How comforting is that? To have that reassurance. These are words that I will carry with me throughout our trip. I will push away those evil thoughts and lean on The Lord. He wants us to need Him.

GENESIS 28:15 Behold, I am with you and will keep you wherever you go... I will not leave you.


Sunday, March 28, 2010

Looking for Answers

I finished reading the first book of what I'm sure will be the first of many in preparation for our Mission. The title was "The Crescent through the Eyes of the Cross: Insights from an Arab Christian" It was written by Dr. Nabeel T. Jabbour. He lived in the Middle East for 15 years before coming to the USA and now is a professor of Islamics at numerous seminaries while also lecturing at churches and mission conferences.
Nabeel uncovered many questions that I had about the Muslim beliefs and how the Quran came into being. He made me wonder how much Muslims know about the history of their religion. The Quran has yet to endure the scrutiny the Bible has received. We have so much historical evidence to back up Christianity.
But what if we didn't have that historical foundation? Put yourself in the shoes of a Muslim. How would you know what to believe? Who to believe? We all know that man is a great sinner and can be mislead if ill informed. What would you be willing to jeopardize? How far would you push the boundaries in a personal search for answers?
Some of these questions I'm hoping to find the answers to in a new book I'm starting tonight "Secret Believers: What Happens When Muslims Believe in Christ" by Brother Andrew & Al Janssen.


Wednesday, March 17, 2010

Donating Online

Now you can donate online to our team or to someone specifically on the team. All you have to do is click on the following link: EFCC 2010 Middle East Team and fill out all of the information. Thank you to everyone who has committed to pray for our team and in helping us out financially. Keep checking back for updates on everything happening before and during our trip.


Tuesday, March 16, 2010

Getting Ready for Our Work

So, Amanda and Kelby are going to the Middle East. I'm super excited that God has made this trip possible and that things for the group are working out. I've been praying for the group dynamic and that we can all grow closer as we prepare for the trip and that God will protect us spiritually as we prepare. I'm looking forward to these upcoming months and mentally preparing for the trip. That's all for now, but more to come.


Sunday, March 14, 2010

Religious Info.

From the Voice of the Martyrs web site:
Much of the Middle East was predominantly Christian during the first centuries after Christ. By the mid-seventh century, Islam had conquered vast areas of the Middle East, but thankfully, in some areas the Coptic Christian church never disappeared. Many countries' constitutions give preference to Muslims.

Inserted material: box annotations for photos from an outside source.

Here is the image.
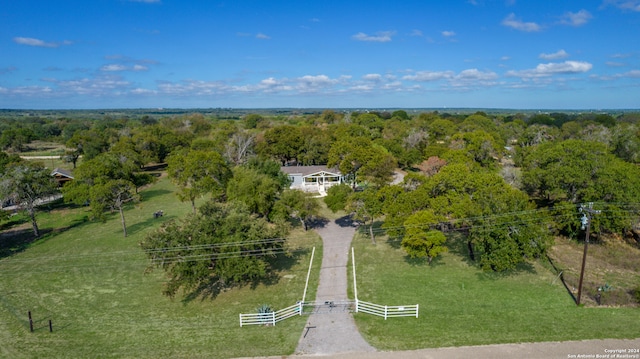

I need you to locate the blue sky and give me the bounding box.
[0,0,640,109]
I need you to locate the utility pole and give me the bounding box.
[576,202,601,305]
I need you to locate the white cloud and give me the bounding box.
[622,70,640,78]
[100,64,149,72]
[402,71,455,82]
[507,61,593,78]
[560,9,593,26]
[362,74,382,81]
[455,69,498,81]
[502,13,541,32]
[603,0,640,11]
[100,64,127,72]
[538,49,569,60]
[0,66,18,75]
[13,37,73,48]
[351,31,395,42]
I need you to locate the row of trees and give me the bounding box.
[1,111,640,294]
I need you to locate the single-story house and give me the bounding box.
[51,168,73,187]
[280,166,345,196]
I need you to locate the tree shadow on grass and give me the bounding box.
[445,232,478,267]
[126,213,178,235]
[336,214,358,227]
[0,217,87,259]
[404,255,444,268]
[182,249,311,304]
[140,189,172,201]
[476,262,538,281]
[308,217,329,230]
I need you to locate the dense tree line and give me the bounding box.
[0,110,640,294]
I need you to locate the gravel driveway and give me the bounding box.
[296,217,375,356]
[238,218,640,359]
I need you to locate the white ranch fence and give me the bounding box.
[240,302,302,327]
[356,300,419,320]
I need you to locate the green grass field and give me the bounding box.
[353,234,640,350]
[0,179,321,358]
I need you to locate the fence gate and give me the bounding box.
[302,300,356,314]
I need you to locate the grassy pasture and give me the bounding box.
[353,234,640,350]
[0,178,321,358]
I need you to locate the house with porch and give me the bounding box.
[280,166,345,196]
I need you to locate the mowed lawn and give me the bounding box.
[349,235,640,350]
[0,178,321,358]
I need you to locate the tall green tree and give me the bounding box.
[272,189,320,231]
[227,166,283,218]
[140,201,284,297]
[347,187,383,244]
[167,150,231,213]
[62,152,139,237]
[0,161,58,237]
[89,179,139,237]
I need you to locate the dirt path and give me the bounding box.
[296,218,375,356]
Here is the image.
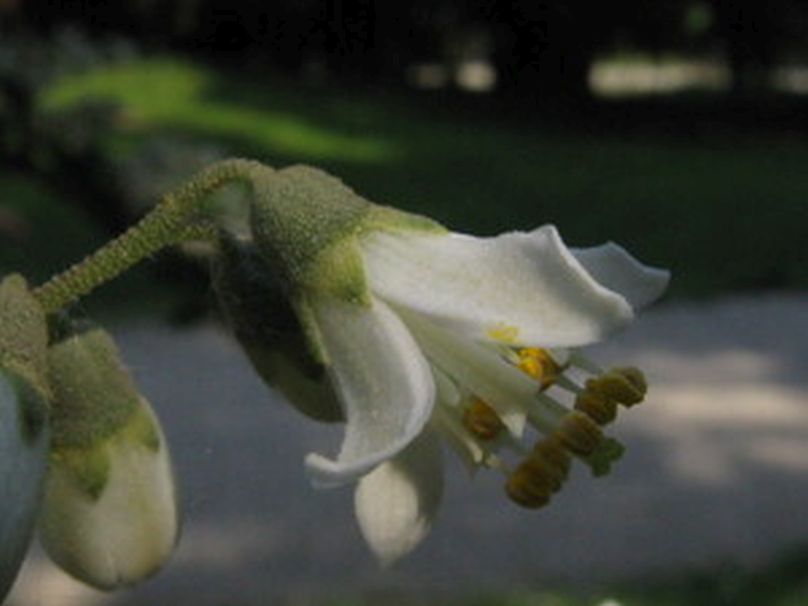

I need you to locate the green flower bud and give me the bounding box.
[212,238,342,421]
[0,276,49,602]
[40,328,179,589]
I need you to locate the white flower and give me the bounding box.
[240,167,668,562]
[306,227,668,561]
[0,370,48,602]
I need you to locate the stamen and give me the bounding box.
[505,463,551,509]
[533,435,572,479]
[516,347,564,389]
[555,410,603,457]
[505,436,570,509]
[575,389,617,425]
[586,368,648,406]
[463,398,505,442]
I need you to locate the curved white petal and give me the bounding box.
[570,242,670,309]
[362,226,633,347]
[401,310,538,438]
[306,300,435,486]
[354,432,443,565]
[0,371,48,602]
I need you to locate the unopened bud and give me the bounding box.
[40,329,179,589]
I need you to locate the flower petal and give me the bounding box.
[306,299,435,486]
[400,309,539,438]
[362,226,633,347]
[354,433,443,565]
[570,242,670,309]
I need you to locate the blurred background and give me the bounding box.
[0,0,808,606]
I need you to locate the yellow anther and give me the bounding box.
[575,389,617,425]
[586,368,648,406]
[556,410,603,457]
[488,323,519,345]
[505,459,553,509]
[463,398,505,441]
[516,347,563,389]
[530,435,572,480]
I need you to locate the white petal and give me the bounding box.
[362,226,633,347]
[39,400,179,589]
[306,300,435,485]
[401,310,538,437]
[354,433,443,565]
[570,242,670,309]
[0,371,48,602]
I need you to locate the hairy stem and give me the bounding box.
[33,159,271,313]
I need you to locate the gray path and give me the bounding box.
[7,295,808,606]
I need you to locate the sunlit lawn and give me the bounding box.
[20,60,808,295]
[0,55,808,606]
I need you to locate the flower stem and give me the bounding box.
[33,159,271,313]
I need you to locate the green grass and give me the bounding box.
[7,59,808,296]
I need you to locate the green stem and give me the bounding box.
[33,159,271,313]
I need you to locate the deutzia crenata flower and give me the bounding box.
[39,327,179,589]
[213,167,668,562]
[0,276,49,602]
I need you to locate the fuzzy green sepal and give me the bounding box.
[362,205,449,234]
[50,442,110,501]
[0,274,48,398]
[251,166,372,301]
[50,401,163,501]
[48,328,140,449]
[0,368,48,445]
[212,237,343,421]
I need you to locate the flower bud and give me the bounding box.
[212,239,342,421]
[0,369,48,602]
[0,276,49,602]
[40,328,179,589]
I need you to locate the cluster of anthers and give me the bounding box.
[462,347,647,509]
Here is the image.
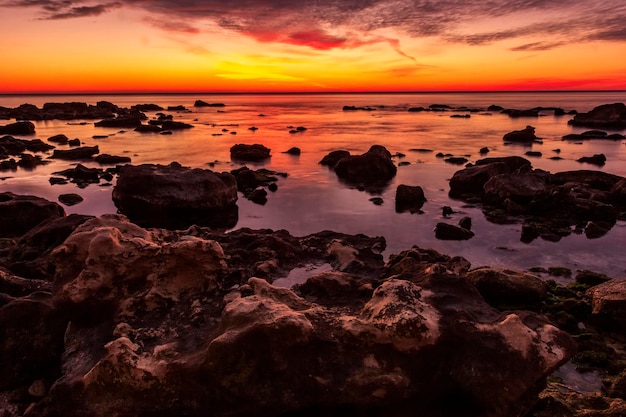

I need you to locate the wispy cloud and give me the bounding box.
[0,0,626,47]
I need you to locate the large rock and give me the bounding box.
[0,122,35,135]
[0,192,65,237]
[587,279,626,334]
[568,103,626,129]
[335,145,397,185]
[230,143,271,162]
[502,126,537,143]
[15,221,574,417]
[466,267,548,310]
[113,163,237,228]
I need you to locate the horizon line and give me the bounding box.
[0,89,626,96]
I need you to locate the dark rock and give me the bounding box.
[319,150,350,168]
[568,103,626,129]
[59,193,84,206]
[0,192,65,237]
[161,120,194,130]
[113,163,237,228]
[0,122,35,135]
[459,217,472,230]
[94,116,141,128]
[576,153,606,166]
[396,184,426,213]
[335,145,397,185]
[48,134,69,145]
[502,126,537,143]
[230,143,271,162]
[193,100,226,107]
[435,223,474,240]
[466,267,548,310]
[94,153,131,165]
[131,104,164,111]
[285,146,301,156]
[52,145,100,161]
[586,279,626,334]
[248,188,267,205]
[444,156,468,165]
[135,124,163,133]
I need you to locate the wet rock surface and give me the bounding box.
[0,215,574,417]
[113,163,238,228]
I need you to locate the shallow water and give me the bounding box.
[0,92,626,277]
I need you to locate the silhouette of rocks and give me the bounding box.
[230,143,271,162]
[396,184,426,213]
[334,145,397,185]
[52,145,100,161]
[0,192,65,237]
[113,163,237,228]
[0,122,35,135]
[568,103,626,129]
[502,126,537,143]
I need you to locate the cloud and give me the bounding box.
[0,0,626,48]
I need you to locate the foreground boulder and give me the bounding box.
[334,145,397,185]
[568,103,626,129]
[113,162,237,228]
[0,192,65,237]
[1,215,574,417]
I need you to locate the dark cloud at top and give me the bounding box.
[0,0,626,50]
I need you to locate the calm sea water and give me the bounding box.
[0,92,626,277]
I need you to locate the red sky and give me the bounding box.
[0,0,626,93]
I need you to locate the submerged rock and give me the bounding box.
[112,163,237,228]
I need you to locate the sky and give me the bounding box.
[0,0,626,94]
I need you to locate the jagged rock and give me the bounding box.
[502,126,537,143]
[230,143,271,162]
[335,145,397,185]
[113,163,237,228]
[568,103,626,129]
[466,267,548,310]
[52,145,100,161]
[319,150,350,168]
[396,184,426,213]
[435,223,474,240]
[586,279,626,334]
[0,122,35,135]
[0,192,65,237]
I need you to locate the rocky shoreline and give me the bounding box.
[0,102,626,417]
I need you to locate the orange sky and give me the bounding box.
[0,0,626,93]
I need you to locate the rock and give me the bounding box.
[285,147,301,156]
[319,150,350,168]
[335,145,397,185]
[48,134,70,145]
[0,192,65,237]
[466,267,548,310]
[502,126,537,143]
[576,153,606,166]
[161,120,194,130]
[0,122,35,135]
[230,143,271,162]
[59,193,84,206]
[52,145,100,161]
[94,116,141,129]
[459,216,472,230]
[435,223,474,240]
[193,100,226,107]
[568,103,626,129]
[396,184,427,213]
[94,153,131,165]
[113,163,237,228]
[586,279,626,334]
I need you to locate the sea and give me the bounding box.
[0,91,626,279]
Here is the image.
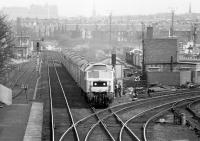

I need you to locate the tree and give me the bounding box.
[0,15,14,74]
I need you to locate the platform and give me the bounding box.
[0,102,43,141]
[0,104,31,141]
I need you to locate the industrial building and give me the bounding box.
[144,27,197,86]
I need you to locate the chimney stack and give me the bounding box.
[147,26,153,39]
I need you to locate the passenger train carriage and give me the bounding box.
[62,50,114,106]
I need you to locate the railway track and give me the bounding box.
[49,60,79,140]
[60,92,198,140]
[143,96,200,141]
[11,57,38,100]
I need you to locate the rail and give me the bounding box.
[53,62,80,141]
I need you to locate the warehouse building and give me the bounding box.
[144,27,196,86]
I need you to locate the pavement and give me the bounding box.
[0,57,43,141]
[0,104,31,141]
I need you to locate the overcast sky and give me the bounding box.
[0,0,200,17]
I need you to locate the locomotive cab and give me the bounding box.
[86,64,114,105]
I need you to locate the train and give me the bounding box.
[62,49,114,107]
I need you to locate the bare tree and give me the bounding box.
[0,15,14,74]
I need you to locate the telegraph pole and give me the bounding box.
[141,22,146,80]
[109,13,116,69]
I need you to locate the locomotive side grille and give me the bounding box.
[93,81,107,87]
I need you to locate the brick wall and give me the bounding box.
[147,72,180,86]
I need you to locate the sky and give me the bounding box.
[0,0,200,17]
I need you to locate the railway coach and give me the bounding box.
[62,49,114,106]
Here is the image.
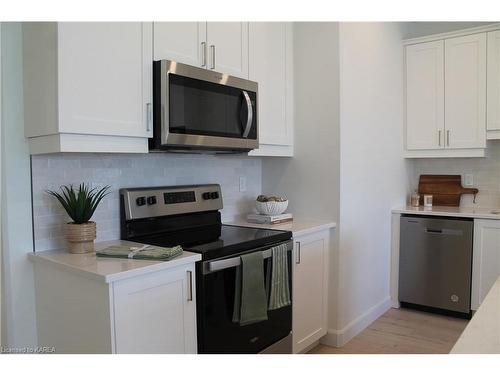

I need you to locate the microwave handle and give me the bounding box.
[242,90,253,138]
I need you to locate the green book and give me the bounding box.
[96,245,183,260]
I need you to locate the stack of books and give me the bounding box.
[247,214,293,224]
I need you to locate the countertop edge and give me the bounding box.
[391,207,500,220]
[292,221,337,236]
[28,251,201,284]
[224,218,337,236]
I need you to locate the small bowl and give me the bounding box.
[255,200,288,215]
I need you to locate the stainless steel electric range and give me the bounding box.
[120,185,293,353]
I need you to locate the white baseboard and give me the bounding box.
[320,296,392,347]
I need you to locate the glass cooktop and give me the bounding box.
[137,225,292,260]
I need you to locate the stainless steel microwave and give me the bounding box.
[150,60,259,152]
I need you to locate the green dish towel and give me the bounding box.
[233,251,267,326]
[269,245,292,310]
[96,245,182,260]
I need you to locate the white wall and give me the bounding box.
[337,23,409,343]
[262,22,339,327]
[1,23,37,348]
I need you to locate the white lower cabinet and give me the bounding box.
[471,219,500,310]
[292,229,330,353]
[113,266,196,354]
[34,260,197,354]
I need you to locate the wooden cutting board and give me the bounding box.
[418,174,479,207]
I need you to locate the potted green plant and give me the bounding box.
[47,183,110,254]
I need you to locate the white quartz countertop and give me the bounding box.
[224,218,337,236]
[451,278,500,354]
[28,240,201,283]
[392,206,500,220]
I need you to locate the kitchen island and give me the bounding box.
[451,278,500,354]
[28,241,201,354]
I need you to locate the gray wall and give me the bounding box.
[1,23,37,348]
[411,141,500,208]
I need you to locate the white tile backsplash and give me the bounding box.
[32,153,262,251]
[412,141,500,208]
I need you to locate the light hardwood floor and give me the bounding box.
[309,309,468,354]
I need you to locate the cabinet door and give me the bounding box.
[293,231,329,353]
[207,22,248,79]
[153,22,207,67]
[248,22,293,145]
[486,30,500,136]
[58,22,153,137]
[471,219,500,310]
[444,33,486,149]
[113,265,197,354]
[406,40,444,150]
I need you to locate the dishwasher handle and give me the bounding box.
[425,228,464,236]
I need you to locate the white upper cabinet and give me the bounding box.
[405,33,486,157]
[406,40,444,150]
[445,33,486,149]
[154,22,248,79]
[23,22,153,153]
[248,22,293,156]
[58,22,152,137]
[207,22,248,79]
[153,22,207,67]
[487,30,500,139]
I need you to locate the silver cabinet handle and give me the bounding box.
[295,241,300,264]
[187,271,193,301]
[201,42,207,66]
[146,103,153,132]
[210,44,215,69]
[242,90,253,138]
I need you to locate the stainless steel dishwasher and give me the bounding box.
[399,215,473,318]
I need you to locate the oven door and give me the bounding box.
[155,60,259,151]
[196,241,293,354]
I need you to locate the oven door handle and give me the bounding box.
[242,90,253,138]
[203,241,293,274]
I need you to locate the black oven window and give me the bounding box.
[169,74,257,139]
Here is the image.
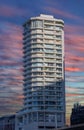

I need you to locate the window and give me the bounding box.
[57,113,62,122]
[31,20,43,28]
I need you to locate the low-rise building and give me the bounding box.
[70,103,84,125]
[0,115,15,130]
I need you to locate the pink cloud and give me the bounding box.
[45,7,80,20]
[0,5,26,17]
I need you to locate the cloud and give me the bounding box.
[44,7,80,21]
[0,5,27,17]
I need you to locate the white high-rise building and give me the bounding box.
[16,14,65,130]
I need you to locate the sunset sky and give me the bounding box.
[0,0,84,123]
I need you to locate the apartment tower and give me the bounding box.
[16,14,65,130]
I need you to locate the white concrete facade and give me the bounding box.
[16,14,65,130]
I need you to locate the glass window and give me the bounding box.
[31,20,43,27]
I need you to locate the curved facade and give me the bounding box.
[15,15,65,129]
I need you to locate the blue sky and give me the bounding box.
[0,0,84,123]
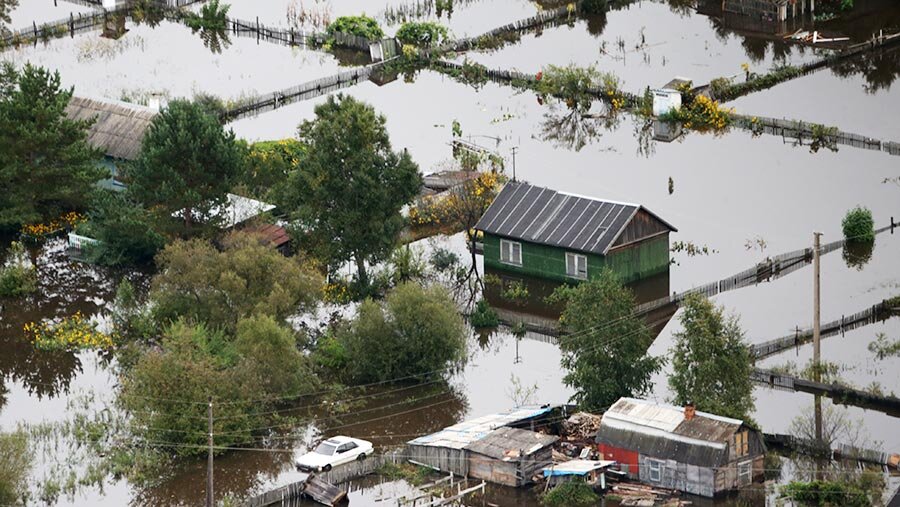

Christians are treated as second-class citizens, denied political representation and discriminated against in employment.
Category: Restricted Nation
Religion: Muslim 86.52%, Christian 12.98%
Ideology: Islam

Sudanese Refugees:
Refugees in the middle east experience discrimination by both the government and civilian services. Many governments even have laws that have effectively stalled legal and financial gains for refugees of all nationalities, and the response by the international community has been limited. Legal employment in the middle east is "virtually" impossible for many refugees. There are tens of thousands of Sudanese refugees, most of them seeking refuge from ongoing military conflicts in their home country of Sudan. Their official status as refugees is highly disputed, and they have been subject to racial discrimination and police violence. They live among a much larger population of Sudanese migrants, more than two million people of Sudanese nationality have fled Sudan. The U.S. Committee for Refugees and Immigrants believes many more of these migrants are in fact refugees, but see little benefit in seeking recognition.